No, the whole thing hadn’t been real. It was a dream, like all these last days, when she had gone shopping with Joyce, when people had always been coming and going in the house, and presents arriving, with such a queer, excited sort of gayety in the air, and so much to be done. There had been no time to think.
She wasn’t really thinking now--only waiting, in a daze, for that last moment which she knew she could not endure. The perfume of the roses made her feel a little faint. There were roses everywhere, the breeze from the open windows made a soft stir among them, and the petals floated down silently upon the carpet.
The big dining room had lost its look of solemn formality. It was thronged with people, and filled with the sound of gay, light voices and little muffled clinkings of silver on china. When a lull came in the talk, Mrs. Holland could hear the familiar noises of the city streets, of daily life going on out there in the heat and dust of the June day. Unreal, all of it!

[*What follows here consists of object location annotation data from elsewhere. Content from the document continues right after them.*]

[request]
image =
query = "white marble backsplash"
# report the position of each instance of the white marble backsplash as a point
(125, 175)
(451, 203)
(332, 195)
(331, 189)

She remembered a children’s party, here in this very room, years and years ago, yet a hundred times more real than this. It was a dreadful failure, for Joyce had been the worst of young hostesses--such an absurd, impulsive little thing! She had devoted herself entirely to a rather obnoxious little girl with blond pigtails and a smug face. She had neglected all her other guests, even quarreling with them in defense of this idolized creature; and afterward she had been so sorry. She had knelt in her mother’s lap, with tears running down her flushed face into Mrs. Holland’s neck, and their arms clasped tight about each other.
“It’s so--so awful hard to be polite!” Joyce had sobbed.
But really it wasn’t. Mrs. Holland found it easy enough to be polite, even cheerful, with that last moment drawing nearer and nearer. Mrs. Marriott was giving her an account of her grandson’s wedding in California.
“In a _bower_ of roses!” concluded the old lady, with a triumphant glance at Mrs. Holland’s mere bowls and jars.
“That must have been very pretty,” said Mrs. Holland.
“It was beautiful!” the old lady corrected her, rather severely.
She went on talking, but Mrs. Holland no longer heard her, for some one had touched the piano in the drawing-room--a little chain of arpeggios like a sweet and drawling voice. It hurt her to hear it, for she did not want any one else to touch that piano. She remembered Joyce, so straight and correct, her long braid hanging down her back, playing her new pieces for her mother and father. Such funny, sprightly pieces they were--“The Bullfrogs’ Carnival,” “The Elfin Schottische,” “Romping in the Barn”; and so earnestly, so heavily, so determinedly were they played by the blunt little fingers!
No, that surely was not Joyce’s touch. Madeline wanted to know who it could be, sitting there in Joyce’s place.
Skillfully she maneuvered the talkative old lady to the center of the room, where she could look through the open doorway into the drawing-room, and there she saw her--a little blond creature with the fragile figure of a child. She was a pretty girl, very young, and a little pitiful in her flimsy silk dress, sleeveless and short-skirted; but Mrs. Holland saw no pathos in her at that minute, for Frank Holland was standing beside her, looking down at her with an air of bland indulgence.
The blond girl touched the keys again, and then she raised her eyes to Frank’s face with a languishing smile. She spoke, and he raised his hand to his mustache with that familiar gesture.
“He’s flattered!” thought Mrs. Holland.
She forgot all about Mrs. Marriott, and stood staring over the old lady’s head at the pitiful scene--Frank so pleased and flattered by that silly, vulgar little thing.
“Madeline,” said old Mrs. Marriott, “who’s that young woman talking to Frank? I never set eyes on her before.”
“She’s poor Stella’s daughter,” replied Mrs. Holland. “I thought I ought to ask them.”